Our optimizations, which account for this and other utilization requirements, indicate that the “best fit” for their workload is in fact an r5.large, which saves them ~75%. In this case, for their region, the calculation is:
- m3.2xlarge * 0.532000/hour * 730 hours/month * 30 = $11,650.80/month
- r5.large * 0.126000/hour * 730 hours/month * 30 = $2759.40
The approximate monthly difference is $8891.40/month
Now, these assume on-demand instances, and reserved instances can save you a substantial amount (29% in this case at $0.380 per instance/hour), but you’re locked in for at least a year and you’re still overpaying by 320%.
“An ‘awful lot of workloads are legacy’ -> Legacy workloads can’t be migrated”
So, this one’s a little harder to tackle just because “an awful lot” doesn’t correspond to a proportion, but let’s assume it means “100%” just to show how wrong this is according to the points he adduces:
“Older versions of operating systems don’t support the newer hypervisor.”
This one is super baffling. The hypervisor is a layer beneath the operating system, which means that, in a perfect world, an application running on a virtualized server should have no idea what hypervisor technology is actually being used. It’s not like a certain version of RedHat will only work on Xen and the moment you move to Nitro it jeffries up your operating system. Indeed, you can verify this by launching any version of any distro of Linux onto either Xen or Nitro.
Will applications need to be modified?
Most of the time, no. Some applications have relied on
undocumented behavior to detect they are running within
EC2 and they may require adjustment.
There may be some incompatibility in the network drivers, but it’s relatively easy to circumvent those — we rarely suggest from ENA-capable to ENA-disabled instance classes, but we can also install the drivers for you (and you can disable this form of modification)
Which brings me to his second point on this matter, viz.
“Workloads are ‘certified’ by either external vendors or internal divisions to run on certain versions of various bundled libraries.”
Given that we’ve just established that, in most cases, upgrading the hypervisor does not require an OS change, this point is moot.
“Upgrading is hard”
Unless you’re on a reserved instance, you can change instance type easily as follows:
- Log into console.aws.com
- Select the correct region
- Identify the correct instance type (cf. workload certification section)
- Set instance state to “stop” (CAUTION: SEE NOTE BELOW)

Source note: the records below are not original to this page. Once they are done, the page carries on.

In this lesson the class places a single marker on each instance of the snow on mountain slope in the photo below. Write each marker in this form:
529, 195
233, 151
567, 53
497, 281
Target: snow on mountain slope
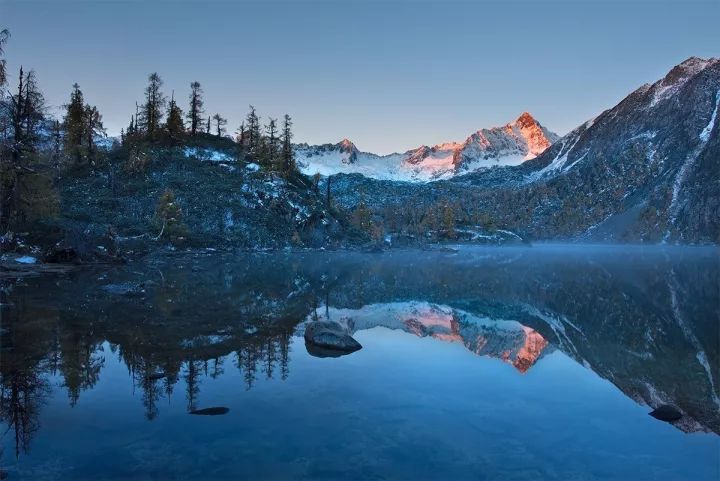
510, 144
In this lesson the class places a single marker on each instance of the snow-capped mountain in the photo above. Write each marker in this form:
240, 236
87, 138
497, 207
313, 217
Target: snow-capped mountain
510, 144
644, 170
507, 340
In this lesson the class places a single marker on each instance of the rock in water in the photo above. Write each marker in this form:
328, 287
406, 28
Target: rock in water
666, 413
129, 289
216, 411
329, 339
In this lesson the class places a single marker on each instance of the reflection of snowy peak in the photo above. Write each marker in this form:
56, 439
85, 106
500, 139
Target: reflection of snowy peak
510, 144
509, 341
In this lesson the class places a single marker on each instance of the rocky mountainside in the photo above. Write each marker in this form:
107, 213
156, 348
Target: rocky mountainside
644, 170
510, 144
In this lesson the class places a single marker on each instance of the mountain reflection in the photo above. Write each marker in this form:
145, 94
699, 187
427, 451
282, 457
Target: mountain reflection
509, 341
644, 320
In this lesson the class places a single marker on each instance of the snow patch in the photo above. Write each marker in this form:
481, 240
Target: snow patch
208, 155
705, 134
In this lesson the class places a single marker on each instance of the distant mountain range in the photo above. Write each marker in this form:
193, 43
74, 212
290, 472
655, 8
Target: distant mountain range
511, 144
644, 170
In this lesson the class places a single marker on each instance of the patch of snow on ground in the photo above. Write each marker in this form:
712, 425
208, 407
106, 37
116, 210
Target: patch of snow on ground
705, 134
208, 155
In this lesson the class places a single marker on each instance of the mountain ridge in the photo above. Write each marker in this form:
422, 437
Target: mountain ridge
510, 144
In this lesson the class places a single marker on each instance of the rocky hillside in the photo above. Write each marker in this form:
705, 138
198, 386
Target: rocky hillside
644, 170
510, 144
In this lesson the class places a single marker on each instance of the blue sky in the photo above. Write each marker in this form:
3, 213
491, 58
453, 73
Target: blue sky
388, 75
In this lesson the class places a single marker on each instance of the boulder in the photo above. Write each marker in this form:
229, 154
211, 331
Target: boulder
215, 411
329, 339
128, 289
61, 255
666, 413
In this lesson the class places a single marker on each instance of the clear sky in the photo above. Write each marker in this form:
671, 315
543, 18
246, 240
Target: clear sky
388, 75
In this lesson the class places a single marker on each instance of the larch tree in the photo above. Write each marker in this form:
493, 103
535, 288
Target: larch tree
26, 192
152, 111
4, 35
253, 132
82, 124
220, 124
174, 126
195, 112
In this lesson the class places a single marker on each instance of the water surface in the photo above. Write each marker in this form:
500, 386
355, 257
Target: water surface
485, 364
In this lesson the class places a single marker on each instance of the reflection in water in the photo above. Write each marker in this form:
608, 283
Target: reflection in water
646, 320
510, 341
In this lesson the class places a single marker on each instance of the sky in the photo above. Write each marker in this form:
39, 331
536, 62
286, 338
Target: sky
390, 76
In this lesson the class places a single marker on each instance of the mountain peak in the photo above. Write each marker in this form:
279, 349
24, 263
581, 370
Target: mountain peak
525, 120
346, 145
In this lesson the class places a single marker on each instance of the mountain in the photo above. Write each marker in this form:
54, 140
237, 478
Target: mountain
506, 340
644, 170
649, 164
510, 144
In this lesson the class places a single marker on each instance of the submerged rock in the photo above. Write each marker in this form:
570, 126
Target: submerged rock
666, 413
61, 255
214, 411
329, 339
125, 289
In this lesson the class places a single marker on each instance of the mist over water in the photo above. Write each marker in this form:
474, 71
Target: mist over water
485, 363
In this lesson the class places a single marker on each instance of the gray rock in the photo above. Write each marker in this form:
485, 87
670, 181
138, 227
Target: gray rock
214, 411
329, 339
667, 413
128, 289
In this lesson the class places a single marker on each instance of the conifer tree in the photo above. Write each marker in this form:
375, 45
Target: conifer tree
271, 141
93, 127
253, 132
174, 126
151, 112
220, 124
168, 217
82, 124
4, 35
195, 112
74, 127
241, 134
287, 154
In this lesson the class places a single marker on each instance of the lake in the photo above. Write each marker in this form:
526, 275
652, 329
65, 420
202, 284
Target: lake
477, 363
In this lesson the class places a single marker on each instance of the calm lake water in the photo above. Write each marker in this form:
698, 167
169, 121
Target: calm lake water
485, 364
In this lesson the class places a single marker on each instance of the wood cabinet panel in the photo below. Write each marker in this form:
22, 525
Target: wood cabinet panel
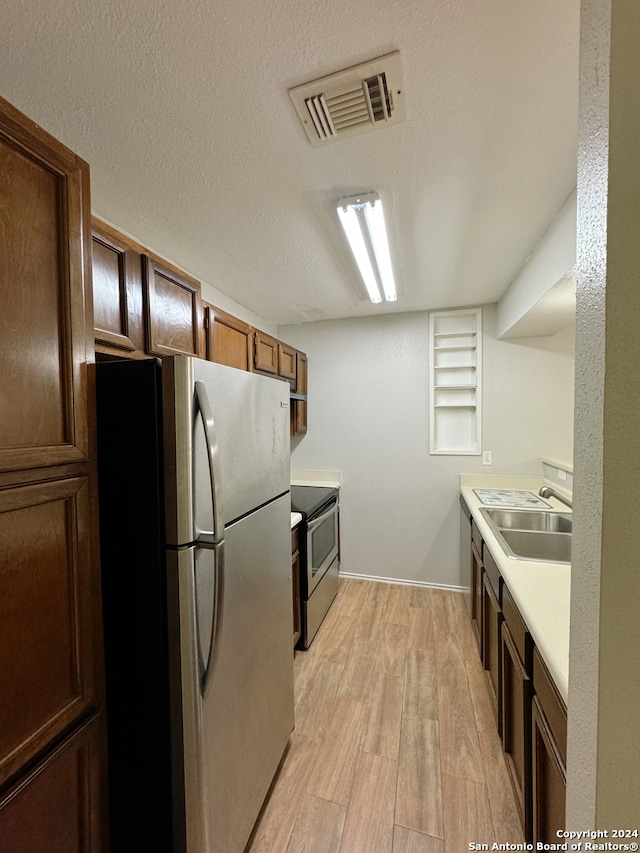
44, 194
491, 625
295, 583
516, 694
551, 704
549, 780
265, 353
228, 340
47, 655
172, 310
299, 407
476, 595
57, 807
286, 361
117, 293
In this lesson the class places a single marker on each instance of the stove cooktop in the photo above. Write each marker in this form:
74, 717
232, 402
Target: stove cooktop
510, 497
309, 499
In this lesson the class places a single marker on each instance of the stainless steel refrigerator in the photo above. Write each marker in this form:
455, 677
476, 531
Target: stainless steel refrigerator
196, 566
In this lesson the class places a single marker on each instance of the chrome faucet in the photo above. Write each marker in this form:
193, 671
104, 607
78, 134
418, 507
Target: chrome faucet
548, 492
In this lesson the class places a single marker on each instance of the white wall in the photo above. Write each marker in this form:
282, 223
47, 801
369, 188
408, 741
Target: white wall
369, 417
603, 749
550, 261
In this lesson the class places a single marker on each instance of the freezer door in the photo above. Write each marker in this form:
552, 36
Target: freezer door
250, 429
237, 722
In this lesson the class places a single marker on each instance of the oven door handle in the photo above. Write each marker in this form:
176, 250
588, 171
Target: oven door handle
311, 525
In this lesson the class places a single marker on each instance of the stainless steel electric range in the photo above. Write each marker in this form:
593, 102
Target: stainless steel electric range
320, 553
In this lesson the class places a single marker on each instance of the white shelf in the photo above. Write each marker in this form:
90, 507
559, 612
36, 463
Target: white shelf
455, 343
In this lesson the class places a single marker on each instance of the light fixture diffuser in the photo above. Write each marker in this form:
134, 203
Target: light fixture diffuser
363, 221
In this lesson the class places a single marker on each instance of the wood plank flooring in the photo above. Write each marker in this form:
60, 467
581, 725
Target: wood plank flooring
395, 748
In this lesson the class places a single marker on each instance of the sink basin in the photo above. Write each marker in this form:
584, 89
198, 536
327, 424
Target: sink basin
525, 535
538, 545
513, 519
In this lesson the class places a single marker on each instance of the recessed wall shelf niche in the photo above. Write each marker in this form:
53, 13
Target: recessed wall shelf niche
455, 347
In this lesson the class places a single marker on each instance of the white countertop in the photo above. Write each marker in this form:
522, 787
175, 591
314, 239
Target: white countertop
311, 477
542, 591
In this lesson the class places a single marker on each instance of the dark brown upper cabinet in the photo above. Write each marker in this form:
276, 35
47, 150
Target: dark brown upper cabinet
52, 735
44, 198
117, 293
228, 340
299, 407
173, 309
265, 353
287, 361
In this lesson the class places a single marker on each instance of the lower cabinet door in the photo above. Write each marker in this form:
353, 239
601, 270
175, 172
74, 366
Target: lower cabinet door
549, 780
491, 622
49, 651
516, 725
55, 808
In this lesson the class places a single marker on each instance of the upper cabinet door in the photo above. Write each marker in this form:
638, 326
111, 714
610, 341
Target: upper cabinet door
229, 340
266, 353
286, 361
173, 310
117, 294
44, 280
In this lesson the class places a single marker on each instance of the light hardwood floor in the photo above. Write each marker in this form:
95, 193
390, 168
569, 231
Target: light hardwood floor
395, 748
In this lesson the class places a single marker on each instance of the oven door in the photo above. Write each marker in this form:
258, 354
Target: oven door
322, 543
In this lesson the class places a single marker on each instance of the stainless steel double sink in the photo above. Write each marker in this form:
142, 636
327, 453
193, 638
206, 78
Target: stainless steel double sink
525, 535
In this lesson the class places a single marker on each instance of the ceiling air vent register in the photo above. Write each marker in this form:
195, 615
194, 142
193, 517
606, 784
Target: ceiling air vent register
357, 100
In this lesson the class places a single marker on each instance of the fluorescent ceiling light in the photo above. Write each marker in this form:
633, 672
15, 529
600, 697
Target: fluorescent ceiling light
363, 222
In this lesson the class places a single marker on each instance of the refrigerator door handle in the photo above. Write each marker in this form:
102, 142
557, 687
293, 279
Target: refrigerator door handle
210, 537
207, 667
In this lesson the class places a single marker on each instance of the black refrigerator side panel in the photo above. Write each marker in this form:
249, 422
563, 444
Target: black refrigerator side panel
129, 409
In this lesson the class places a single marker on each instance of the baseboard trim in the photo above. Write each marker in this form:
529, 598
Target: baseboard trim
377, 579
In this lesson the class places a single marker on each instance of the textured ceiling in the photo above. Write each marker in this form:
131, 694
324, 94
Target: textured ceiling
182, 111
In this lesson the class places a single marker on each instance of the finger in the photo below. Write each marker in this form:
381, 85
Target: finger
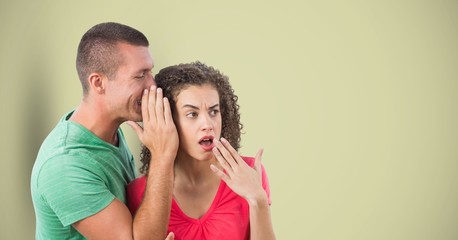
145, 114
220, 173
257, 162
227, 167
235, 155
152, 104
137, 128
170, 236
226, 154
167, 112
159, 106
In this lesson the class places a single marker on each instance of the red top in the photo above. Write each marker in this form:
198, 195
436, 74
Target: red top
227, 218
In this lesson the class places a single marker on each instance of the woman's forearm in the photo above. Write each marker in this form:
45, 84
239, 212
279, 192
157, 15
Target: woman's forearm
260, 220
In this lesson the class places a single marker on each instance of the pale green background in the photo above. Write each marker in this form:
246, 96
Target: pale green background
355, 102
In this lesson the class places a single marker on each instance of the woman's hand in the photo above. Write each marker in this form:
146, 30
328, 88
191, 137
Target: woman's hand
237, 174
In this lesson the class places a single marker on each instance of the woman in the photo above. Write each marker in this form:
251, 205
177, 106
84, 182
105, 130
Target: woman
217, 194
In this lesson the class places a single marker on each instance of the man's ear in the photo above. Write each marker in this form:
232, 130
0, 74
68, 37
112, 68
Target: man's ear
97, 83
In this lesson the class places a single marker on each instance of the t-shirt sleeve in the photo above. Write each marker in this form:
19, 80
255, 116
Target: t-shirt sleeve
73, 187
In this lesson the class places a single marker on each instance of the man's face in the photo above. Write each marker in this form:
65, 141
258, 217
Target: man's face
124, 92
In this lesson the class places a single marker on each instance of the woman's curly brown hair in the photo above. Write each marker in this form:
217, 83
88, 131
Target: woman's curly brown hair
176, 78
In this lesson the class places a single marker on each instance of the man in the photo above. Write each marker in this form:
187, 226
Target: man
83, 166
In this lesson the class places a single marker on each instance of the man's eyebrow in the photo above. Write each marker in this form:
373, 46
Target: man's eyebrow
190, 106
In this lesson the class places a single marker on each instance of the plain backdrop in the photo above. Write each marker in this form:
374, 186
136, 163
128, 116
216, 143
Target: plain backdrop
354, 102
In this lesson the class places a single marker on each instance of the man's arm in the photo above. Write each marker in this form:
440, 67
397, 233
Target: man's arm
151, 220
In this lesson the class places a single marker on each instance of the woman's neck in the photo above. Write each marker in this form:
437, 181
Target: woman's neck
192, 171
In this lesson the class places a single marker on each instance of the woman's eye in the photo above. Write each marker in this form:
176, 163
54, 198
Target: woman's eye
214, 112
191, 115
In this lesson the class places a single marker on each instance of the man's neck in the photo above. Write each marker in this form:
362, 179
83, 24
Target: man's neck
97, 121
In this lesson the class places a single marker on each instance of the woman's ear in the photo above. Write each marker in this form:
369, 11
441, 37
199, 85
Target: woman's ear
97, 83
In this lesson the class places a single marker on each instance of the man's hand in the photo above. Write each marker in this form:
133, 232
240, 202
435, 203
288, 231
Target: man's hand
158, 133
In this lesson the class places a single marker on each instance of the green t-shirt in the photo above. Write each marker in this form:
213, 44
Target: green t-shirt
76, 175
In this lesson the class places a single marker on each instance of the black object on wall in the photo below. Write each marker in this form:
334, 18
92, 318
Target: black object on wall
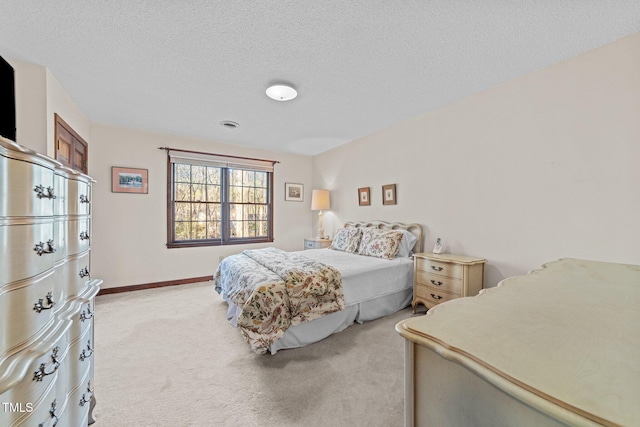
7, 101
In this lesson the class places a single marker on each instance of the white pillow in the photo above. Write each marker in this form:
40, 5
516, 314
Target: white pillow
406, 244
380, 243
347, 240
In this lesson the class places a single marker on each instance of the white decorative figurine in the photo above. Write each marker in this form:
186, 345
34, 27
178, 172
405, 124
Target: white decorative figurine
438, 248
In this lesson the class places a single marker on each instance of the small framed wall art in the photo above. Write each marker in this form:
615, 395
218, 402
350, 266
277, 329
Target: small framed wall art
389, 194
363, 196
293, 192
129, 180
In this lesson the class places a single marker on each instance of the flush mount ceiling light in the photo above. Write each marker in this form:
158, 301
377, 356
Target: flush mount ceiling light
229, 124
281, 92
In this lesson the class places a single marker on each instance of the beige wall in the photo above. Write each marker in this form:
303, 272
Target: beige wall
59, 102
543, 167
39, 96
129, 230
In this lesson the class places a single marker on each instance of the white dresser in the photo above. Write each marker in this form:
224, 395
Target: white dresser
46, 291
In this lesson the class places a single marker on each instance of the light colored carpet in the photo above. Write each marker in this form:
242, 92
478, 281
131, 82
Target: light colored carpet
168, 357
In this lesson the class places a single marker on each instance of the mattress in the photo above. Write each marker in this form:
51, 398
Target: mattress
372, 287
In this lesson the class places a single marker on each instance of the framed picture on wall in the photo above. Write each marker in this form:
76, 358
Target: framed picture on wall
293, 192
129, 180
363, 196
389, 194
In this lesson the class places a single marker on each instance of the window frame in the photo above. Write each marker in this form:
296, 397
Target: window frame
225, 205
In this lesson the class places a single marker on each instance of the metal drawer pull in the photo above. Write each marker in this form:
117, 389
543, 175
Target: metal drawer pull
39, 189
39, 306
82, 399
52, 412
40, 248
41, 372
87, 316
89, 350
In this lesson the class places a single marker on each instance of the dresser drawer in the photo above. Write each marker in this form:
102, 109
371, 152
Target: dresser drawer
26, 189
440, 283
39, 377
434, 296
80, 357
27, 249
79, 197
73, 274
440, 268
26, 308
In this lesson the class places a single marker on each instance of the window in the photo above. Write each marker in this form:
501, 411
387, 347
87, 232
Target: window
218, 200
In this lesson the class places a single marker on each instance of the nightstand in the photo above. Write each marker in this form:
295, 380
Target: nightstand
315, 243
442, 277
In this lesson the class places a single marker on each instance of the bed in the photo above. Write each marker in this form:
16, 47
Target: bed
371, 285
559, 346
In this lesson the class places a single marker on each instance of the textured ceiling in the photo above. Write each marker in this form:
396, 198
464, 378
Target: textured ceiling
182, 67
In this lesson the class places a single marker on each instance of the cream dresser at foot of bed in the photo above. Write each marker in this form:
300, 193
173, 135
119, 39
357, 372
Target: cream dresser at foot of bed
556, 347
442, 277
46, 291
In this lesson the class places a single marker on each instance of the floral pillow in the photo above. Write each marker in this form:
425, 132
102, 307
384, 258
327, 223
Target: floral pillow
347, 240
380, 243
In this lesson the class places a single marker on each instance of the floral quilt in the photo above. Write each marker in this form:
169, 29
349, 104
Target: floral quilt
277, 289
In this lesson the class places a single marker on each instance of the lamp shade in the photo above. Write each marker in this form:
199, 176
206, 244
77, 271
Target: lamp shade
320, 200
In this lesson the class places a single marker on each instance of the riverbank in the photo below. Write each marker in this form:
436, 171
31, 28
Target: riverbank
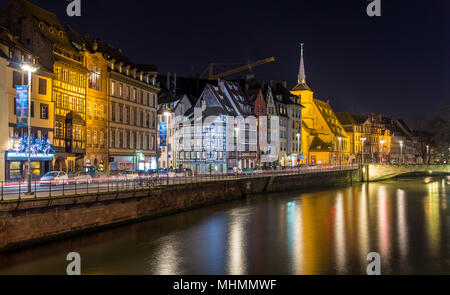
28, 222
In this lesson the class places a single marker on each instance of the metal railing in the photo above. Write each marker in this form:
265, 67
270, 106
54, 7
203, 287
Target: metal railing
74, 187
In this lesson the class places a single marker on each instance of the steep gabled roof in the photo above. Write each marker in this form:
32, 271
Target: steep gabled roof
347, 118
318, 144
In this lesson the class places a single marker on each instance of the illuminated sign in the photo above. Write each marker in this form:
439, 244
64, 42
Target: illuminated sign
162, 133
22, 106
23, 156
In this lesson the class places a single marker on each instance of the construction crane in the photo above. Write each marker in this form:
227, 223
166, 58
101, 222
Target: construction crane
249, 66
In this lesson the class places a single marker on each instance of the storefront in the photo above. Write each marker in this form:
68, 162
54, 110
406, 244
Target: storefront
17, 165
139, 163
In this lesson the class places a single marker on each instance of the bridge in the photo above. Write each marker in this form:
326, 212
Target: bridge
375, 172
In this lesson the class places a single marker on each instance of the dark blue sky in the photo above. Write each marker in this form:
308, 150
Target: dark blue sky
397, 64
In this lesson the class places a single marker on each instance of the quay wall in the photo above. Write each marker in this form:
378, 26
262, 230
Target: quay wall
27, 222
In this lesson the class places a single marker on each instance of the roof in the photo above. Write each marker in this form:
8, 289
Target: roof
50, 19
192, 87
301, 86
347, 118
318, 144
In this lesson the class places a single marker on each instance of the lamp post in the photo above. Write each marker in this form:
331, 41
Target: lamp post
401, 151
363, 139
167, 114
298, 143
339, 151
236, 129
30, 69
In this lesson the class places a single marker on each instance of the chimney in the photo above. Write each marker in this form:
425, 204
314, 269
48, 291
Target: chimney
95, 46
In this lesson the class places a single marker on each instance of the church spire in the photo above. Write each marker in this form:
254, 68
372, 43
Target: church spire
301, 75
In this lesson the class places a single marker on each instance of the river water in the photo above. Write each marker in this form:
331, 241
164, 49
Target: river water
322, 231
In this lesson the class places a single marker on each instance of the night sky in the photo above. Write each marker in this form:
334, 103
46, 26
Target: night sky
397, 64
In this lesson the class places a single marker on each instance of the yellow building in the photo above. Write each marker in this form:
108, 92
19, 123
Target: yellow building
369, 137
324, 140
96, 108
14, 161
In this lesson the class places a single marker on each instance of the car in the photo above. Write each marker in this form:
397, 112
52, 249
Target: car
116, 175
83, 177
54, 177
247, 171
258, 171
131, 175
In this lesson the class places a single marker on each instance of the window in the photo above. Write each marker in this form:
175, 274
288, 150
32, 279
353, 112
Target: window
88, 137
88, 109
120, 90
113, 88
95, 111
95, 78
17, 79
95, 137
102, 138
44, 111
113, 112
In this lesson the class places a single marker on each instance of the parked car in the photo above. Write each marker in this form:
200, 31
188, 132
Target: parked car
83, 177
131, 175
116, 175
54, 177
247, 171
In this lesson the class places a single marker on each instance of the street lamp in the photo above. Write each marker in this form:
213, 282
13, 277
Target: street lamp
339, 151
382, 143
401, 151
298, 143
363, 139
167, 114
30, 69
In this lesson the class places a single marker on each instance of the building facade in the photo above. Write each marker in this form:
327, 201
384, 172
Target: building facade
324, 140
132, 121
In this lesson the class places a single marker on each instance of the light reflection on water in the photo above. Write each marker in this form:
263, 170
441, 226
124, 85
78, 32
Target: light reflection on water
328, 231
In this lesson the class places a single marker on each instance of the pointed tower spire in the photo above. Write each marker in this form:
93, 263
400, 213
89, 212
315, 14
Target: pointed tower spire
301, 75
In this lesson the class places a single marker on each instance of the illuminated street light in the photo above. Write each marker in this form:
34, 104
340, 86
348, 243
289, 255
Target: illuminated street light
339, 153
363, 139
29, 69
382, 143
401, 151
167, 115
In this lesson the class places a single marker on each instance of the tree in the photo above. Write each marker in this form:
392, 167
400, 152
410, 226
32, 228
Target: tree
440, 126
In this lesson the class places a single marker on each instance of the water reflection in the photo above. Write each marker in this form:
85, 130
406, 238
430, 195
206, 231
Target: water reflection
316, 232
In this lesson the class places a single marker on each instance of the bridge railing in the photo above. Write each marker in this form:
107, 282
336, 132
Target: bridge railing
81, 187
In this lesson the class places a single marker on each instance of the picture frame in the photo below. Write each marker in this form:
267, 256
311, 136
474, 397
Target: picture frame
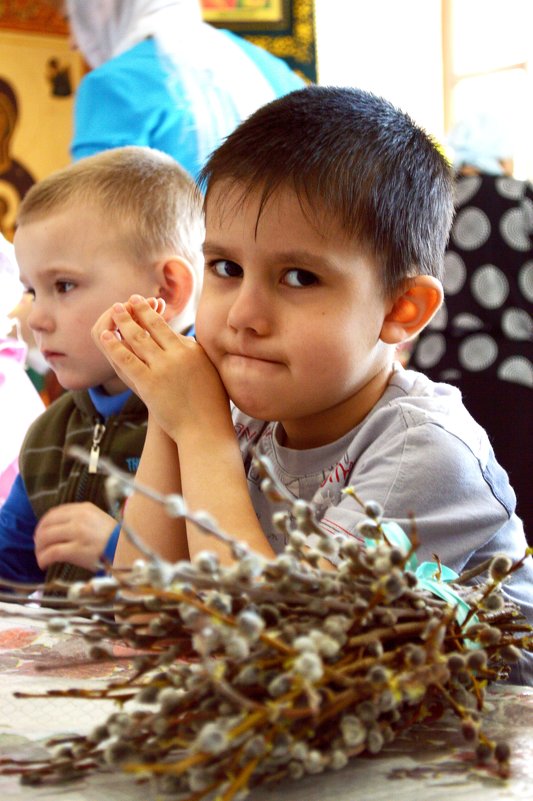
246, 15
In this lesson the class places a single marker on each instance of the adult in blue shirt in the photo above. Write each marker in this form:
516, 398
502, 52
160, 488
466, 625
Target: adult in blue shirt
163, 78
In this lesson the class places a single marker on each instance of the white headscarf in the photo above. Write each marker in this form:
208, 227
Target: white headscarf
11, 289
481, 140
222, 84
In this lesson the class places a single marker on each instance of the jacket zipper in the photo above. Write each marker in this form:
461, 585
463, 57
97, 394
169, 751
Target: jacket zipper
94, 456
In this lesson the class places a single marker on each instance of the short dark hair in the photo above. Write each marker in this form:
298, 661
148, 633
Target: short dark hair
357, 159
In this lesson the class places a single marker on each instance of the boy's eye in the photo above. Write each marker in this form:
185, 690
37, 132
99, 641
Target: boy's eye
64, 286
299, 278
226, 269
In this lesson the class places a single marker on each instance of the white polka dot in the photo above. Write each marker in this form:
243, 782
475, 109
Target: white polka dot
430, 350
466, 188
466, 322
516, 324
471, 228
440, 320
512, 229
517, 369
454, 273
525, 280
489, 286
477, 352
509, 188
450, 375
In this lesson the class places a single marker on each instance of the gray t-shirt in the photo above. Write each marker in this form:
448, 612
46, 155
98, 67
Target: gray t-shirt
418, 452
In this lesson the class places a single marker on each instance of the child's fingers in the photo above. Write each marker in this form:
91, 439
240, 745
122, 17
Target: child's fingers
143, 313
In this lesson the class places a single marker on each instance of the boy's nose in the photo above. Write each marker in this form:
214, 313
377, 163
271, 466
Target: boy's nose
251, 309
39, 319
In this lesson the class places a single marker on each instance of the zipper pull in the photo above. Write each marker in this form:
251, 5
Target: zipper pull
98, 433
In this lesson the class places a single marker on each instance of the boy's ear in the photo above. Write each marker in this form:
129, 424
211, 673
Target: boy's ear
176, 285
412, 310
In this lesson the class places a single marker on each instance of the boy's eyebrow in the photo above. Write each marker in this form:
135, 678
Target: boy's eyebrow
51, 272
296, 257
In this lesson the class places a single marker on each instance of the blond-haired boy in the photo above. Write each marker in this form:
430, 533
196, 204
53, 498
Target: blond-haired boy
127, 220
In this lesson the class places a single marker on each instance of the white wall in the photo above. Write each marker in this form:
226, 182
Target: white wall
391, 48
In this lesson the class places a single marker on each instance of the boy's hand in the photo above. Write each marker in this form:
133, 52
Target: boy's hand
169, 372
73, 532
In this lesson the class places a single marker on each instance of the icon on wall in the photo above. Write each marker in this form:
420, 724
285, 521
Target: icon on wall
58, 76
15, 178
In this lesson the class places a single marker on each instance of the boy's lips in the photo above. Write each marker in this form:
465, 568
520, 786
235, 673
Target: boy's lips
50, 355
257, 357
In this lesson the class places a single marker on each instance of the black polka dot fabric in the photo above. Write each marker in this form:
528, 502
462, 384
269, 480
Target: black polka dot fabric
481, 340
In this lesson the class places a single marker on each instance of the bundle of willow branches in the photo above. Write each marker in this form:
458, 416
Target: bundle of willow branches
273, 669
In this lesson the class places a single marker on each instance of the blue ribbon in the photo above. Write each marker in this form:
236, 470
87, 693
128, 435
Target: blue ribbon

- Select “change instance type”
- Select the new instance type
- Set instance state to “start”
- Log into https://sun.sunshower.io
- Discover your system
- Click “Optimize” on the given instance type
Yes, whatever is running on that instance must be halted, and you may have to restart processes (use USERDATA!), but here’s the thing:
You’re going to have to move, anyway. Whether it’s a hardware failure (uncommon, but not as uncommon as you might believe), or a nuts security vulnerability in your OS or hardware or whatever, no VM can run forever. If you stop it even once, you might as well start it up with the correct instance type.
NOTE: Instance-local storage (e.g. if the SKU comes with something like 2x80GB NVMe SSDs) is not guaranteed to be available through a stop/start cycle. Be careful and only use this hardware for ephemeral workloads that require the performance/data locality.
“You’ll never find the proper instance type for your workload”
Corey’s last point is his strongest. Between all SKUs across all regions, including reserved instances and RDS instances, there are over 250,000 SKUs altogether. There are also dozens of metrics that you’ll need to consider when comparing these workloads against a given SKU. At Sunshower.io, we acknowledge this and have removed this particular barrier. You can, in seconds, discover the optimal instance/workload alignment according to your application, over any time period.
So here you go, Corey — some nice, cool lemonade to go with that hottest of takes.